12 Biochemische Funktionsmittel nach Schüßler:
Durch die Auswahl eines oder mehrer Mineralsalze, je nach Beschwerdebild wird das quantitative Gleichgewicht der Mineralsalze im Körper und somit die natürlichen Funktionen der Körperzelle wieder hergestellt.

Bachblüten:
Blütenessenzen nach Dr. Bach, die mit ihrer energetischen Pflanzenkraft den/die Patient/in in seinen/ihrer körperlich-seelisch-geistigen Entwicklung unterstützen.

Homöopathische Reintoxine:
Komplexmittel mit Wirkstoffen von Pflanzen und Tieren (Fa. Horvi)

Isopathie:
Die krankheitsverursachende Substanz in homöopathischer Verarbeitung wird verabreicht und hilft derselben Krankheit sich auszuheilen.

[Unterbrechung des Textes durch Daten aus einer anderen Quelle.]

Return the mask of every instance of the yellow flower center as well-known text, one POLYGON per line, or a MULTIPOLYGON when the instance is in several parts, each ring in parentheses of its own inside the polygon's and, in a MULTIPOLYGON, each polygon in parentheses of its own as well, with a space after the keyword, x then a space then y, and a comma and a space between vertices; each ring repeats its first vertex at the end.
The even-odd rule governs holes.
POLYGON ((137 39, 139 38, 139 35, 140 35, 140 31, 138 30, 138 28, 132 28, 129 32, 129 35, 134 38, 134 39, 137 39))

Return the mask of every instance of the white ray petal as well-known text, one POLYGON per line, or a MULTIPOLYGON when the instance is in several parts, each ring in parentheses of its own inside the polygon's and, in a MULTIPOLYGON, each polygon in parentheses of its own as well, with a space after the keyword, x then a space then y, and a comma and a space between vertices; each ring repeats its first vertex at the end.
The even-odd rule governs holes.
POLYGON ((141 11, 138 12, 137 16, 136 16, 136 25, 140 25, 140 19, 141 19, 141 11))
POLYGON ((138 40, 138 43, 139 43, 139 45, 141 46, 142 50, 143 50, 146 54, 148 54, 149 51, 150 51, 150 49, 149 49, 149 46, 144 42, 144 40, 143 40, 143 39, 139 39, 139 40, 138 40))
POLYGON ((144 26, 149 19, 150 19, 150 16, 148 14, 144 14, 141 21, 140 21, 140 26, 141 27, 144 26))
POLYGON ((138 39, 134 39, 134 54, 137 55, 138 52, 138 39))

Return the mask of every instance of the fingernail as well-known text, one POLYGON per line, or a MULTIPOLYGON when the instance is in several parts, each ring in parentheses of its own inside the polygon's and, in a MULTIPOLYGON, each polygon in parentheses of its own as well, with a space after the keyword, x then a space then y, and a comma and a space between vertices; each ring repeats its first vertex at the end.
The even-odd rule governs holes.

Homöopathisches Einzelmittel:
Nach dem Prinzip der Ähnlichkeit und Individualität wird ein homöopathisches Mittel für den/die PatientIn ausgewählt. Die klassische homöopathische Verabreichung eines Mittels vermag die `Verstimmung der Lebenskraft` ( Samuel Hahneman) in seiner Ursache positiv zu beeinflussen, um den/die PatientIn zu einer Ausheilung akuter und chronischer Erkrankungen zu verhelfen und die Konstitution zu stärken.
Die verdünnten und potenzierten Mittel werden von der Pflanze, vom Tier, und Mineralien gewonnen und sind nebenwirkungsarm.

Schröpfkopfmassage:
Mit den Schröpfgläsern wird auf der Haut z.B. am Rücken je ein Vakuum geschaffen und diese werden über die leicht eingeölte Haut massierend bewegt. Diese Massage wirkt durchblutungsfördernd und entgiftend.

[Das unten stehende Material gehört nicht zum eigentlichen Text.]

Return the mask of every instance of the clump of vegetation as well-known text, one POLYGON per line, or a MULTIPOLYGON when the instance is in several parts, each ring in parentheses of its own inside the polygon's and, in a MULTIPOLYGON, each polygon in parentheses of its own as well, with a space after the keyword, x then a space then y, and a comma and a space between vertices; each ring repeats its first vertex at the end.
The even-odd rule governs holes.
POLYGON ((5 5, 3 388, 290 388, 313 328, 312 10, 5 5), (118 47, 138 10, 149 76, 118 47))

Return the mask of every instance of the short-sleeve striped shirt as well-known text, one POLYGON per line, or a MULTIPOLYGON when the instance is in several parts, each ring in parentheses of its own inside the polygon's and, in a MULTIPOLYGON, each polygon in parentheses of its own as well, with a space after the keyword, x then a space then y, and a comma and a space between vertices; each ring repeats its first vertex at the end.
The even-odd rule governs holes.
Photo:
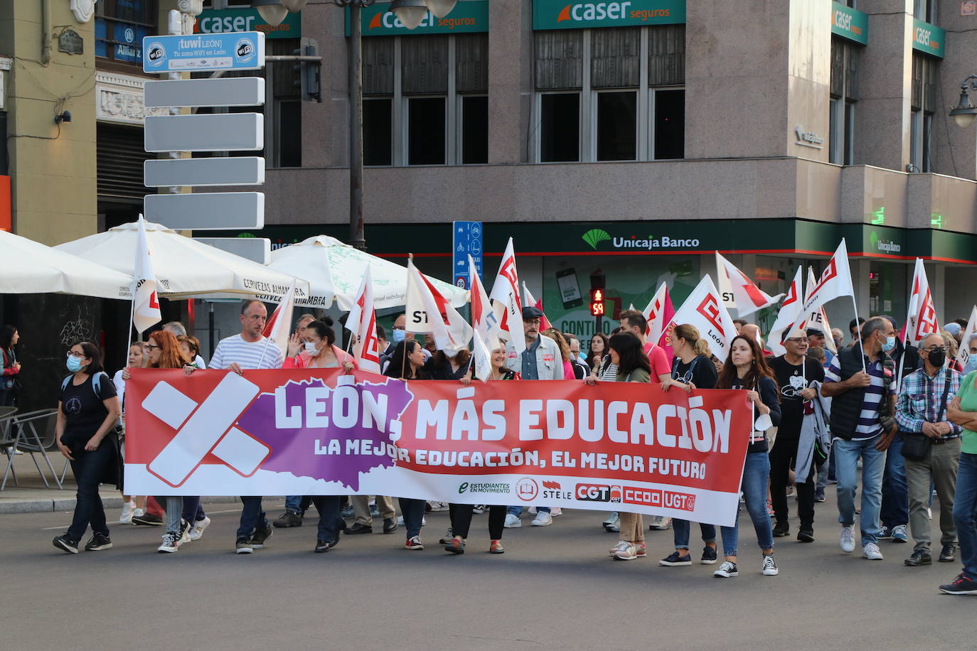
POLYGON ((210 368, 226 369, 234 362, 242 369, 281 368, 283 361, 281 349, 267 337, 245 342, 240 335, 234 335, 218 342, 214 356, 210 358, 210 368))
MULTIPOLYGON (((891 372, 885 370, 882 359, 875 361, 865 358, 865 368, 871 378, 871 385, 865 387, 865 397, 862 400, 862 413, 859 415, 858 426, 855 427, 853 441, 864 441, 882 433, 882 425, 878 422, 879 407, 883 399, 895 395, 891 372), (889 390, 886 392, 886 376, 888 376, 889 390)), ((838 355, 831 359, 830 365, 825 371, 825 383, 841 382, 841 361, 838 355)))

Blutiges und unblutiges Schröpfen:
Mehrere glockenförmige Schröpfgläser aus Glas werden mit Vakuumbildung am Körper aufgesetzt und einige Minuten an diesem ausgewählten Ort belassen. Reflektorisch werden dabei Organe zur besseren Funktionalität und Entgiftung angeregt. Eine Entschlackung des Gewebes wird gefördert.
Beim blutigen Schröpfen werden die Hautareale vor dem Aufsetzen der Schröpfgläser punktiert, sodaß bis zur Gerinnung eine geringe Menge Blut im Glas aufgefangen werden kann. Diese Schröpfmethode bietet die Möglichkeit der direkten Entgiftung über die Haut ohne die Organe mit Toxinen zu belasten.

Baunscheidtieren:
Die Haut wird mit feinen Nadeln oberflächlich punktiert, ohne dass dabei eine Blutung entsteht. Anschließend wird eine Mischung  aus ätherischen Reizölen aufgetragen, die lokal zu einem künstlichen Pustelausschlag führt.
Eine Umstimmung wird inspirert und der Heilungsprozeß gefördert.
Indikationen: Beschwerden am Bewegungsapparat, Muskel-, Gelenk- und Nervenschmerzen, Chronische Erkrankungen

Blutegeltherapie:
Das Ansetzen von Blutegeln ( Hirudo medicinales) kann krampflösend, entzündungshemmend, entstauend und blutreinigend wirken, in der Therapie rheumatischer Beschwerden, Venenentzündungen usw.

Vitamin C - Infusionen:
Sie werden erfolgreich bei grippalen Infekten, zur Aktivierung der körpereigenen Infektabwehr, Rauchern, Allergien, Tumortherapie, Schmerztherapie, Neurodermitis, Entgiftungskuren angewendet.
Eine Vit-C Infusion dauert bis zu 30 Minuten.

Eigenblutbehandlung mit dem Hämoaktivator und/oder in homöopathischer Tropfenform:
Sie stellt eine aktive Regulation und Regeneration des Immunsystems dar. Ein schnellerer Selbstheilungsmechnismus kann erzielt werden.
Eine geringe Menge abgenommenen Blutes wird sauerstoffangereichert, ultraviolett bestrahlt und somit aktiviert und direkt wieder reinjiziert.
Für Kinder  eignet sich die homöopathische Aufbereitung des einmalig abgenommenen Blutes und wird in Tropfenform zum Einnehmen verabreicht. Indikationen: Allergien, wie Heuschnupfen, Asthma; Hautkrankheiten, Infektabwehrschwäche, Durchblutungsstörungen, Stoffwechselstörungen wie z.B. Rheuma usw., Frauenheilkunde z.B. Eierstockentzündung usw., vorsorglich statt einer jährlichen Impfung, grippale Infekte, Chronisch rezidvierende Infekte der Nasennebenhöhlen, Ohren, Bronchien, des Hals und Rachens, der Harnwege usw..

Injektionen und Quaddelung mit Homöopathika oder Lokalanästhetika
(Pracain, Lidocain):
Erkrankte Körperbereiche werden zur Selbstregulierung angeregt.